You can even annotate images and PDFs in Evernote notes, using another free app from Evernote called Skitch, which we also recommend without hesitation.
Getting words and images into Evernote couldn’t be much easier, but the info will be useless if you can’t find it when you need it. Evernote won’t let you down, with myriad options for finding and working with your stored data. In addition to the aforementioned tags and notebooks, Evernote offers searching and filtering (Tags and Notebooks) options to help you find the note you need, as shown in Figure 18-6.
Figure 18-6: Evernote’s main screen only hints at how easy it is to create and find notes.
Two other nice touches are worth noting:
· Notes are automatically tagged with your current location (as long as you create them on your iPad or other location-enabled device), so you can filter by Places.
· You can attach reminders to notes and receive notifications on the date and time you chose. Best of all, you’ll be notified on your iPad as well as on your other iDevices, Macs, PCs, and on the Evernote website!
Our two favorite features are that Evernote syncs notes with all your devices and the cloud automatically and that everything we’ve mentioned so far — creating, organizing, and syncing notes — is free.
Bob likes Evernote so much that he recently upgraded to the premium plan ($5/month or $45/year), primarily to increase his monthly upload limit from 60MB to 1GB and to get the capability to search for text in PDFs.
We’ve long been fans of Pandora on other computers and mobile devices, so we’re practically delirious that this custom Internet radio service is available gratis on the iPad. And you can play Pandora music in the background while doing other stuff.
Pandora works on the iPad in much the same way that it does on a Mac or PC. In the box at the upper left, tap + Create Station and type the name of a favorite artist, song title, or composer via the iPad keyboard, and Pandora creates an instant personalized radio station with selections that exemplify the style you chose. Pandora will also suggest some stations you might like based on the stations you’ve already established, and you can browse genre stations.
Along the left panel of Figure 18-7, you see some of the eclectic stations Ed created. Tapping Shuffle at the top of the list plays musical selections across all your stations.
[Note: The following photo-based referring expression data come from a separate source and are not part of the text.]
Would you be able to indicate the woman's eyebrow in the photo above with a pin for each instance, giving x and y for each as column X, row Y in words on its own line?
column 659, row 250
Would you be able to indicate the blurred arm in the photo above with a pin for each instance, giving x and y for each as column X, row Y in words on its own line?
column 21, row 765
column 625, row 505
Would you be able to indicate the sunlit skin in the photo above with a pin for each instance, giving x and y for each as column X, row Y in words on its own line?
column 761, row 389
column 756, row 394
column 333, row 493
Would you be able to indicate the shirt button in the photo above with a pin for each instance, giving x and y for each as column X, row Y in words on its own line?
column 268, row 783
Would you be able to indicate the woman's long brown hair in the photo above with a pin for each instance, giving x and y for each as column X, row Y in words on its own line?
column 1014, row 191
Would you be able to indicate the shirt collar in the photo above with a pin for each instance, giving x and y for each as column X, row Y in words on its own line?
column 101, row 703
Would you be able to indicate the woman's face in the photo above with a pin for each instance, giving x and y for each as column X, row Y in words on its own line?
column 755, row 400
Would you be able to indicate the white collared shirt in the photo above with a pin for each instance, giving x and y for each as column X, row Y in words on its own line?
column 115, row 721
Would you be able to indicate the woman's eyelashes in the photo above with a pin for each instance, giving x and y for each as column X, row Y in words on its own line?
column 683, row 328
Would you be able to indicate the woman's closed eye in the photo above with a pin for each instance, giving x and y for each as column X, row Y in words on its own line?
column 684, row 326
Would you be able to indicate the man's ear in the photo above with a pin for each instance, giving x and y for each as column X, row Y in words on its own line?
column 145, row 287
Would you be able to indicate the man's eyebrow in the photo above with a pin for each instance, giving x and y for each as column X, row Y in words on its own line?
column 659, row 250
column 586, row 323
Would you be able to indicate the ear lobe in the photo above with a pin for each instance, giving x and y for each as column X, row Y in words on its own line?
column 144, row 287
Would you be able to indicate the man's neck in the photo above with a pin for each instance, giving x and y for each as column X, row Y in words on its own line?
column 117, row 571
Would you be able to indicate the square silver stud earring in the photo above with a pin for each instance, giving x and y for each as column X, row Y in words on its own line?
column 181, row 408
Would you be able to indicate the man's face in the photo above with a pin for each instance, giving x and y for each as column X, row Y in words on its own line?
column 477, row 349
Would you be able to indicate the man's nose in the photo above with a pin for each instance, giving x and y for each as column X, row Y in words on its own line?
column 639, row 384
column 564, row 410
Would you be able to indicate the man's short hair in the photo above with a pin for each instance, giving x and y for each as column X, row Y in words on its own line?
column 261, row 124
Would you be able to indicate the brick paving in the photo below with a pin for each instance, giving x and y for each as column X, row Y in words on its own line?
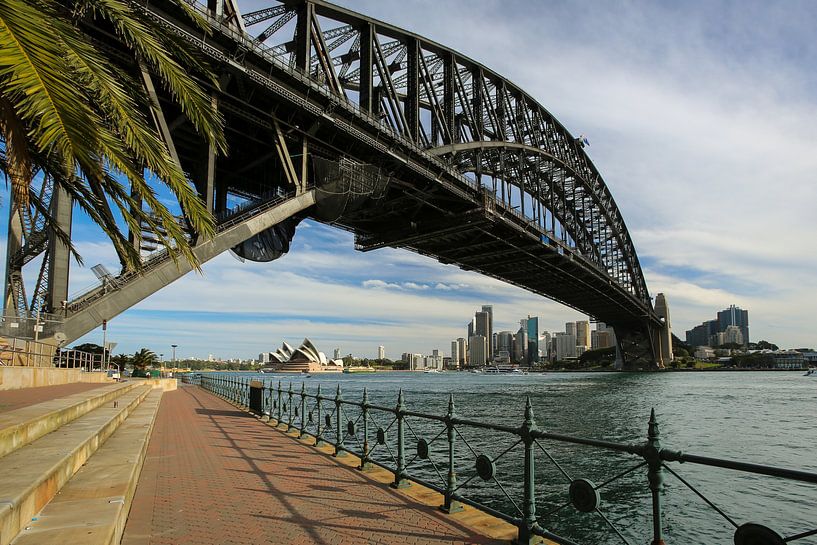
column 16, row 399
column 216, row 475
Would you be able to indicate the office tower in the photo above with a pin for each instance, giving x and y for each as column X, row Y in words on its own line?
column 565, row 346
column 544, row 344
column 521, row 348
column 478, row 351
column 734, row 316
column 489, row 332
column 533, row 340
column 583, row 333
column 504, row 342
column 462, row 351
column 482, row 321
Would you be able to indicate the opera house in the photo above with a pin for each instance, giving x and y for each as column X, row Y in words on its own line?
column 304, row 359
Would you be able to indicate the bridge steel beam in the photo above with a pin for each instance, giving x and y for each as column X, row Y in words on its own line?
column 474, row 113
column 117, row 300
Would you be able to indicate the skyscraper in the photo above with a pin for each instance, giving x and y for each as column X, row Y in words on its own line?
column 735, row 316
column 478, row 351
column 583, row 333
column 462, row 351
column 489, row 332
column 533, row 340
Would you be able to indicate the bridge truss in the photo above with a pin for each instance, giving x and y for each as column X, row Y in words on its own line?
column 472, row 170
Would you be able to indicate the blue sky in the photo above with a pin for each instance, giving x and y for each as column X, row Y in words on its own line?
column 701, row 120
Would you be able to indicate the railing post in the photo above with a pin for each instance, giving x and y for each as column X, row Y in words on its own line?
column 303, row 410
column 278, row 419
column 451, row 505
column 365, row 464
column 289, row 407
column 400, row 471
column 528, row 522
column 319, row 433
column 652, row 454
column 339, row 452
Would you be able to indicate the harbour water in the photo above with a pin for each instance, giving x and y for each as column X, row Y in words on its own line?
column 760, row 417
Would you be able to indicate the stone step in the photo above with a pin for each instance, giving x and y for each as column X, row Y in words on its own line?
column 32, row 475
column 92, row 508
column 22, row 426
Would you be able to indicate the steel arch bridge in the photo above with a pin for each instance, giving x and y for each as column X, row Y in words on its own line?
column 403, row 141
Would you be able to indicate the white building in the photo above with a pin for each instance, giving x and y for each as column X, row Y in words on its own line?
column 565, row 346
column 478, row 351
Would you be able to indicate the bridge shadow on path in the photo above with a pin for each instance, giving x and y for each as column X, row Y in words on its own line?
column 218, row 475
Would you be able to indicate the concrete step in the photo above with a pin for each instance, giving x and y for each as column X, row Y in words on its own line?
column 92, row 508
column 22, row 426
column 32, row 475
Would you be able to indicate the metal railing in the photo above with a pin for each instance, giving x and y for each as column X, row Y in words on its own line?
column 397, row 439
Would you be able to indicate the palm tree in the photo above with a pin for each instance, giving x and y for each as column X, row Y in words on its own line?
column 67, row 111
column 143, row 359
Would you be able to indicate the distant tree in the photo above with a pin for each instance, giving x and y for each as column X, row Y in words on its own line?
column 143, row 359
column 121, row 360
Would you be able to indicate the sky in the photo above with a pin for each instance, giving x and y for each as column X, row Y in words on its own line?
column 701, row 119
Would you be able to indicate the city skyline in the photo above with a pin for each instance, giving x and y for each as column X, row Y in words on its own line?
column 681, row 133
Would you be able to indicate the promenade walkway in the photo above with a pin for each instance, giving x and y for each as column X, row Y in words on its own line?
column 11, row 400
column 216, row 475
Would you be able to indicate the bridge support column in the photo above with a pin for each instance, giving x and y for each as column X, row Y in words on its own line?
column 60, row 256
column 14, row 273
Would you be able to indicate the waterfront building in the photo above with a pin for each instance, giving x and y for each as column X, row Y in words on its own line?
column 478, row 351
column 434, row 361
column 533, row 340
column 545, row 340
column 706, row 334
column 489, row 331
column 583, row 333
column 600, row 339
column 306, row 358
column 737, row 317
column 733, row 334
column 565, row 346
column 482, row 323
column 700, row 335
column 504, row 341
column 521, row 343
column 462, row 351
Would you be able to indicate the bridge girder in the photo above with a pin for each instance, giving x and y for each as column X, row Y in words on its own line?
column 452, row 136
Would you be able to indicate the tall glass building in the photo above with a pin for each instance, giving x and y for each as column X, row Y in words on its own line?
column 533, row 340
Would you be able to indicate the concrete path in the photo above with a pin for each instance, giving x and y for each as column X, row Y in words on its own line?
column 215, row 475
column 15, row 399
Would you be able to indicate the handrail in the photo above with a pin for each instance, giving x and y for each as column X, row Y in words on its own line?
column 297, row 409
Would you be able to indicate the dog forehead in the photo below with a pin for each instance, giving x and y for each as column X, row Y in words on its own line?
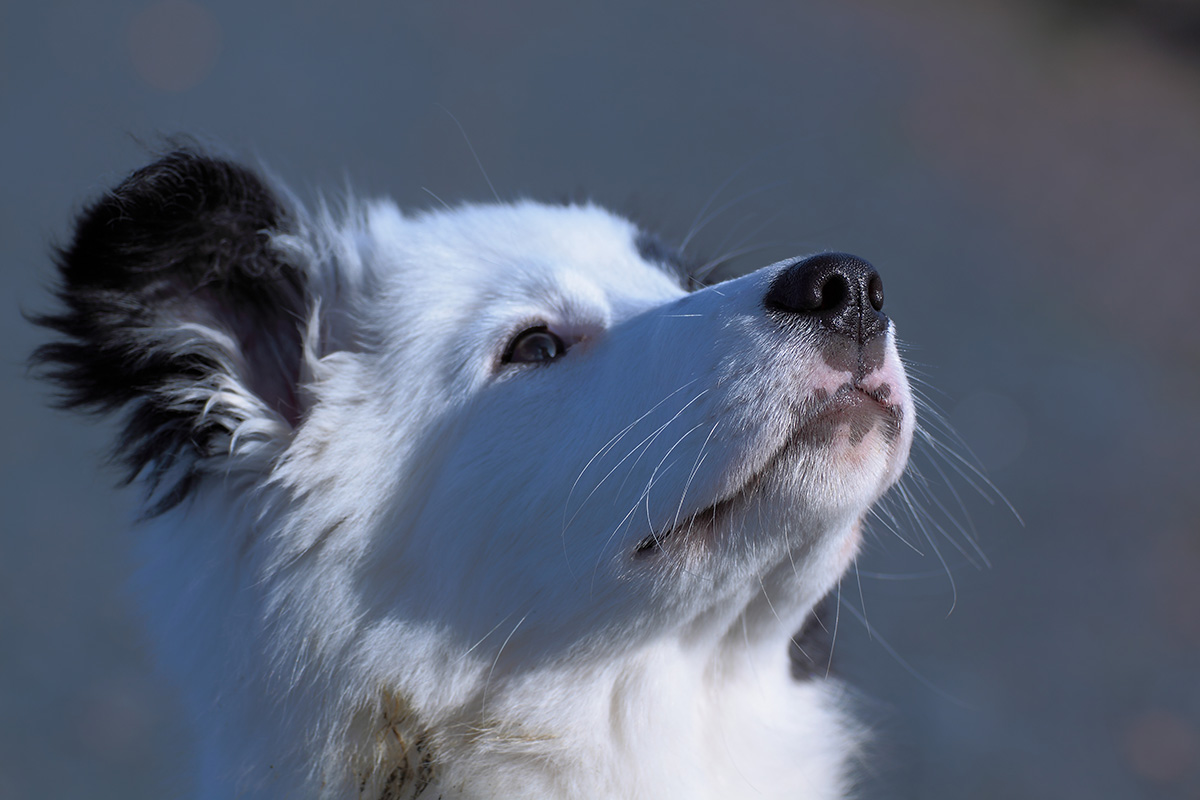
column 521, row 248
Figure 18-7: Have we told you lately how much we like Pandora?
Suppose that you type Beatles. Pandora’s instant Beatles station includes performances from John, Paul, George, and Ringo, as well as tunes from other acts.
And say that you type a song title, such as Have I Told You Lately. Pandora constructs a station with similar music after you tell it whether to base tunes on the Van Morrison, Rod Stewart, or another rendition.
Pandora comes out of the Music Genome Project, an organization of musicians and technologists who analyze music according to hundreds of attributes (such as melody, harmony, and vocal performances).
You can help fine-tune the music Pandora plays by tapping the thumbs-up or thumbs-down icon at the bottom of the screen associated with the music you’ve been listening to during the current session.
Pandora also takes advantage of the generous screen real estate of the iPad to deliver artist profiles, lyrics, and more. (Refer to Figure 18-7.) You may see ads, too, unless you opt for Pandora One, a $4.99 a month premium upgrade that eliminates them. Pandora One adds other benefits as well, such as permitting you to more often skip music you don’t like.
If you tap the share icon below an album cover of the currently playing song, you can write a message about the song, and then share it on Facebook or Twitter or email it. Other options in Pandora let you bookmark the song or artist that’s playing or head to iTunes to purchase the song or other material from the artist directly on the iPad (if available). You can instantly create stations from artists or tracks or also indicate when you’re tired of a track.
Before we leave the realm of the free apps, we’d like to remind you of an 11th freebie — a free app so wonderful that we wrote an entire chapter (Chapter 10) about it. The app is iBooks.